When I kick off my shoes and hitch up my skirt so I can rest one heel on the edge of my seat, he does glance over at me. I see his eyes travel from my crotch to my ankle. A muscle twitches by his temple, and he clamps his hands around the steering wheel, his palms perfectly positioned at two and ten.

“You’re supposed to put your hands at nine and three,” I say.

He grunts.

“It’s safer with, you know, modern cars. Ones with airbags.”

The rear-view mirror captures his attention for longer than it should.

I say, “I guess they still taught the old way whenyoulearned to drive.”

“Fasten your seatbelt.”

I ignore him.

“Fasten your goddamn seatbelt,” he says, splitting his attention between the rear-view and the road.

I wish I had some bubble gum. I’d blow a huge bubble and pop it just before it got to my hair.

“Goddammit, Fiona. This isn’t a fucking game. We’re being followed.”

I want to tell him to go to hell. But I fasten my seatbelt before I turn around. There are two lanes of traffic. There must be ten cars behind us. “How can you tell?”

“Hold on,” he says, and he cranks the wheel to the right, hard, without any warning, without slowing down.

I’m thrown against the door as Patrick handles the wheel with the casual grace of a Formula 1 driver. Flooring the accelerator, he weaves between cars, narrowly skating through three yellow lights in a row.
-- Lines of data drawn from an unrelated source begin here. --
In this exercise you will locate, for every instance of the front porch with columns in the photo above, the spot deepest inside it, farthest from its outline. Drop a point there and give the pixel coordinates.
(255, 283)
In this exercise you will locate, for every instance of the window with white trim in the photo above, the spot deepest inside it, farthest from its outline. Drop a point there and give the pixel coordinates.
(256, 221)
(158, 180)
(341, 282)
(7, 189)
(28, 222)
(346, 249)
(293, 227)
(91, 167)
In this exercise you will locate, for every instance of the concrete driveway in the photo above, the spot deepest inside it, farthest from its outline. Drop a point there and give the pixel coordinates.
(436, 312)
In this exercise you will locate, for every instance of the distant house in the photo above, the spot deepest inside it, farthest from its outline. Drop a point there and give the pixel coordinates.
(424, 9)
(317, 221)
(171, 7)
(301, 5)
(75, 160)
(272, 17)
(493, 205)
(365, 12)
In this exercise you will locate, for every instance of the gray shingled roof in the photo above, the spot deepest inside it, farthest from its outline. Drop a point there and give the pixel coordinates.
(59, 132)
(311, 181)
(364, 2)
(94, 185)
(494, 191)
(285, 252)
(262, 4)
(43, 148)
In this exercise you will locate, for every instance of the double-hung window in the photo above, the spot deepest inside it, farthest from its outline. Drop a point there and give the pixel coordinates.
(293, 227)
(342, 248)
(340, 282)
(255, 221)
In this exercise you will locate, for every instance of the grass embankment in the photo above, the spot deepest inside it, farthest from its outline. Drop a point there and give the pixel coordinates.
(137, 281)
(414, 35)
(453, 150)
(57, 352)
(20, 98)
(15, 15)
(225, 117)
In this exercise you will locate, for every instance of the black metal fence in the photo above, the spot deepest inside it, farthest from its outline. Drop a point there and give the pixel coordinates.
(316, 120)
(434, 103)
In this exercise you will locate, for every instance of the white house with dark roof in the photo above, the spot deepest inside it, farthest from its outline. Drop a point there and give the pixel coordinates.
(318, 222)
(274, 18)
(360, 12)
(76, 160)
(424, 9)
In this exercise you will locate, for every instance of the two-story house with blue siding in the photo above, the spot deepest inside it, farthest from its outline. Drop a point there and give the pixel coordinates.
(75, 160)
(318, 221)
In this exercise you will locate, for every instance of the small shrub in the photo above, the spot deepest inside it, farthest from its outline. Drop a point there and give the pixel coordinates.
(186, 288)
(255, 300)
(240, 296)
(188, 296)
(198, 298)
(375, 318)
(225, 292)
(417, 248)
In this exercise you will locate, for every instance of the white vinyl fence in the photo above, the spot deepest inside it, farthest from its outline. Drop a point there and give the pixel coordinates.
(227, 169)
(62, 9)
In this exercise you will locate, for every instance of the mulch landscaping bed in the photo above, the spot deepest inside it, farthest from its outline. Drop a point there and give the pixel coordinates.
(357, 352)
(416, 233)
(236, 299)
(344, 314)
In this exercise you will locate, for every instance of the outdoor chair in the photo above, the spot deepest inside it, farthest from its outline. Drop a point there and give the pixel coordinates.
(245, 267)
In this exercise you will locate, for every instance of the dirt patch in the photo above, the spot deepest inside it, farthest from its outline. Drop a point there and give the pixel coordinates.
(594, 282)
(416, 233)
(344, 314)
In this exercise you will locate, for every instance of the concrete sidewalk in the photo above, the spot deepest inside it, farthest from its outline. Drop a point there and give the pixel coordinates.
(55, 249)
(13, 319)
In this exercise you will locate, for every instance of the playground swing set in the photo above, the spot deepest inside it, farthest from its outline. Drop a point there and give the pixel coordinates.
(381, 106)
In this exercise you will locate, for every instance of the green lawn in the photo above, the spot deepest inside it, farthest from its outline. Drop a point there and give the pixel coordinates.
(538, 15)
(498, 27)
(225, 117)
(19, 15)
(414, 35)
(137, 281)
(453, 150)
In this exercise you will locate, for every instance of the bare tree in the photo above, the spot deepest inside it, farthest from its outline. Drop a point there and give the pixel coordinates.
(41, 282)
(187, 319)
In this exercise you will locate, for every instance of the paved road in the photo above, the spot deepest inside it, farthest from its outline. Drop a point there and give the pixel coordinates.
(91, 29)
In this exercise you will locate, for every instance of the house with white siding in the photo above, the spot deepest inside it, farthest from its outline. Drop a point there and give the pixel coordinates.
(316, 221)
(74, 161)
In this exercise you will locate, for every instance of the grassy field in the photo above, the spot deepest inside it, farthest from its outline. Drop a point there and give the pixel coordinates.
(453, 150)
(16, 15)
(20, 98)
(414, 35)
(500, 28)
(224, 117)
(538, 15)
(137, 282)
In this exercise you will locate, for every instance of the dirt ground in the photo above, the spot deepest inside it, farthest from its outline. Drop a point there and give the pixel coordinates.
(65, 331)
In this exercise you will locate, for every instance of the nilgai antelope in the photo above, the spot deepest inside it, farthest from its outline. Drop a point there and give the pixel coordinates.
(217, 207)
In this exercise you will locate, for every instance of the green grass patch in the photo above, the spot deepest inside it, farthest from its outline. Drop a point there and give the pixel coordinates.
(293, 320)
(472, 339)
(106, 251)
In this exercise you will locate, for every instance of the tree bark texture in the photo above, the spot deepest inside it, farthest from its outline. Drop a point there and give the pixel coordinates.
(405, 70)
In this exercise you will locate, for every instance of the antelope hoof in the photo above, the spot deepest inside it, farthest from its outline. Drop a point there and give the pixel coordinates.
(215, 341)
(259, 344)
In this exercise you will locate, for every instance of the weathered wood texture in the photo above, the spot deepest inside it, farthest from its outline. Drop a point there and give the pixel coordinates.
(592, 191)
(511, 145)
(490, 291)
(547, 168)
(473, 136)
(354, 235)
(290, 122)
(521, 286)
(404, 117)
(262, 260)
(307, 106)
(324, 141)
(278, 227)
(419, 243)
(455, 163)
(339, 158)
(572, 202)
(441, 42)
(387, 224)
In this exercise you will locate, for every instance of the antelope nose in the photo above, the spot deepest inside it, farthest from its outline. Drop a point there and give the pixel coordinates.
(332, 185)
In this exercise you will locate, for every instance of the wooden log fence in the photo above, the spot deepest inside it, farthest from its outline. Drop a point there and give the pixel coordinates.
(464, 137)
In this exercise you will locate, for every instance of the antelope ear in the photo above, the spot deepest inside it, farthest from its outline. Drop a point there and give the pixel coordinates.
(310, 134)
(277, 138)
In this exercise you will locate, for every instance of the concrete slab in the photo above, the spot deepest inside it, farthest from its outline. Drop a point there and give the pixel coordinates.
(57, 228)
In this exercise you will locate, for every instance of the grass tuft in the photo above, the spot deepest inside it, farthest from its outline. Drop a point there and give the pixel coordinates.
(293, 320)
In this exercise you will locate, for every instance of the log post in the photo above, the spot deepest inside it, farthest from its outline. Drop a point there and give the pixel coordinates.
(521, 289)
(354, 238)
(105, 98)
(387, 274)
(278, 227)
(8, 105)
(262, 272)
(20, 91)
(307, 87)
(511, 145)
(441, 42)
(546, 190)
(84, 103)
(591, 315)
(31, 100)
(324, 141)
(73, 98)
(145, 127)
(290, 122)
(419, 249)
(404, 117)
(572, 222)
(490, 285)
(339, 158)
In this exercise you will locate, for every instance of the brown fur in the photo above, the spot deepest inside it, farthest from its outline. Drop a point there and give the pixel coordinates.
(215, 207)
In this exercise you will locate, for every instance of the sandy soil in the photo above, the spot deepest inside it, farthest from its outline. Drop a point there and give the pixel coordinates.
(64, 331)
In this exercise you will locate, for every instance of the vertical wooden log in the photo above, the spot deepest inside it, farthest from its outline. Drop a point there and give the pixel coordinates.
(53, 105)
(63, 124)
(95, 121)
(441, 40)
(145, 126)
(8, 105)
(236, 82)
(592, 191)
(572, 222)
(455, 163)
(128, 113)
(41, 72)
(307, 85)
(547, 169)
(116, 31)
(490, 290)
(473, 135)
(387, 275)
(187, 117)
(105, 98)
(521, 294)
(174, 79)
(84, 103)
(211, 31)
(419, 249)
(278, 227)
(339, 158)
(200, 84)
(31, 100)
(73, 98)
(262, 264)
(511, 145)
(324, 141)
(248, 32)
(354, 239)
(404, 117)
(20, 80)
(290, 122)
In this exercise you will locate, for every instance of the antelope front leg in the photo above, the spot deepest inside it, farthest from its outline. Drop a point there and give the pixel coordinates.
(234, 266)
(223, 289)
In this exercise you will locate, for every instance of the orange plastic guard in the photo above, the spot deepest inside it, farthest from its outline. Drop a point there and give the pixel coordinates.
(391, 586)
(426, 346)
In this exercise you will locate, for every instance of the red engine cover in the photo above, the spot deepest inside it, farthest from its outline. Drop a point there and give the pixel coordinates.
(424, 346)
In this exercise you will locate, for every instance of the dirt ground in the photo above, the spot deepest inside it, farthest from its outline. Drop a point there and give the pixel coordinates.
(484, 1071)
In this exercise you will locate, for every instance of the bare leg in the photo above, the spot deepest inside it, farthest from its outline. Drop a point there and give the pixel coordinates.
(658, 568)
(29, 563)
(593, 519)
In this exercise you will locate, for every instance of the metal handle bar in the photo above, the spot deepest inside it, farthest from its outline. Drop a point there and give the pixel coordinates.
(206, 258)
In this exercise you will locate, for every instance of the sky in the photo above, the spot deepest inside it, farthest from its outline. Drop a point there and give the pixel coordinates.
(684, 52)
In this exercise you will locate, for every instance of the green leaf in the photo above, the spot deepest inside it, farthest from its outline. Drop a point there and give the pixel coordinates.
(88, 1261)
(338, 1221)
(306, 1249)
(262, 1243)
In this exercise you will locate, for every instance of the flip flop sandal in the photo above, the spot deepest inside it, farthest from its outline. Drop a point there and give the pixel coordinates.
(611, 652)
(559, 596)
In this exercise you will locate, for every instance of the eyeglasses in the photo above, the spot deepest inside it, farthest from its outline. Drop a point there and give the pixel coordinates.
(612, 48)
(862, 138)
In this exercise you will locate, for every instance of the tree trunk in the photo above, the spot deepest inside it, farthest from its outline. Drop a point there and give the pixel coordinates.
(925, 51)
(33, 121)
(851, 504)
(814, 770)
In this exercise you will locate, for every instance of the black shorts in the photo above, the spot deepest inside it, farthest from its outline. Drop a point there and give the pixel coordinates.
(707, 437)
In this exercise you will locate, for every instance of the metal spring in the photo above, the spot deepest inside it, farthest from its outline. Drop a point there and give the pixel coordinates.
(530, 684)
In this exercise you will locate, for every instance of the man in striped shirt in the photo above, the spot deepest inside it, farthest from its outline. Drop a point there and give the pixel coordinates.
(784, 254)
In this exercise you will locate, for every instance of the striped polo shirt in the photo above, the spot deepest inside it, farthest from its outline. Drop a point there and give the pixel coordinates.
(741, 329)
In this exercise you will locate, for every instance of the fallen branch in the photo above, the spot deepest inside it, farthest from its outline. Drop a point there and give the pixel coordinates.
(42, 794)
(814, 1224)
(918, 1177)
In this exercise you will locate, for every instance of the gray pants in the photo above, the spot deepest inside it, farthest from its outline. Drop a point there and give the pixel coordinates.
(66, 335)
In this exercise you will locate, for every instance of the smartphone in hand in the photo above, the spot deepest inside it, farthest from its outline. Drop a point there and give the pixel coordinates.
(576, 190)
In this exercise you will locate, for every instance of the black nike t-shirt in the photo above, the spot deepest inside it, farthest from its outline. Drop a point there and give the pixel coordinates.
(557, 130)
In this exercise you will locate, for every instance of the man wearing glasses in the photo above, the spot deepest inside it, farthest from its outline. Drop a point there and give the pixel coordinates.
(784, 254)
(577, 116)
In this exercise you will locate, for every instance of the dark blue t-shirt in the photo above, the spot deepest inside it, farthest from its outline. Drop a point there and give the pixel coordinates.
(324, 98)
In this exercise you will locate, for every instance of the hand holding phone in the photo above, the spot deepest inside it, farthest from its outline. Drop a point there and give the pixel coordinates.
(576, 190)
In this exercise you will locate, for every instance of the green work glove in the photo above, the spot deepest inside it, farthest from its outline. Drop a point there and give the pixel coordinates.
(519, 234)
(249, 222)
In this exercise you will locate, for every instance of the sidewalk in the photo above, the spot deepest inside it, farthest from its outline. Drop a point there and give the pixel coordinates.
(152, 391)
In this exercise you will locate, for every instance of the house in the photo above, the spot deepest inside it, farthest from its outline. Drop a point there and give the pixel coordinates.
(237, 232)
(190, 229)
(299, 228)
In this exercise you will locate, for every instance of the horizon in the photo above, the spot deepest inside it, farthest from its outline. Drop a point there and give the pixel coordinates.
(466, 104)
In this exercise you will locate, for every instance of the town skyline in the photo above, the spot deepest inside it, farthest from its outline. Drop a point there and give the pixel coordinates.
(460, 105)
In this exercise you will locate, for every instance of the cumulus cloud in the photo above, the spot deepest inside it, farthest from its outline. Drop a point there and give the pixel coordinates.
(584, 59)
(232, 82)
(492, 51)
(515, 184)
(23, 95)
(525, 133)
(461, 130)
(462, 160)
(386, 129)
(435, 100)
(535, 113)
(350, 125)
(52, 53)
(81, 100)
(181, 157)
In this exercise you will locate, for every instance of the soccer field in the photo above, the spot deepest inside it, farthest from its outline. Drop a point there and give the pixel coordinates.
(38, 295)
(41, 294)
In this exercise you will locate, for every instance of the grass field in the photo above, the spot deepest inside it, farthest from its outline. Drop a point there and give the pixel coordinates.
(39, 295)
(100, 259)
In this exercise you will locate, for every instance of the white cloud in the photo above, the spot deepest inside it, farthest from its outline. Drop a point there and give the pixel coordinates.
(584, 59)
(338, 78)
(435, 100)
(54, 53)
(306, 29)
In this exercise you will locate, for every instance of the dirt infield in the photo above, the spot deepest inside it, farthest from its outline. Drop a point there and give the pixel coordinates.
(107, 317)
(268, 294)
Whoever’s behind us ignores the same lights, hurtling through cross-traffic as the June night fills with the sound of screeching tires and honking horns.

“Get down,” Patrick says, reaching over to cup the back of my head with his hand.

“No one’s shooting?—”

“Goddammit!” he bellows, shoving my head between my knees.

I can’t see where he’s going, but I hear the crash. Something splinters in front of us, wood and metal ripping apart. I sit up in time to see we’ve shattered a gate.

“Where—” I start to ask, but Patrick’s too busy steering across a recently painted parking lot.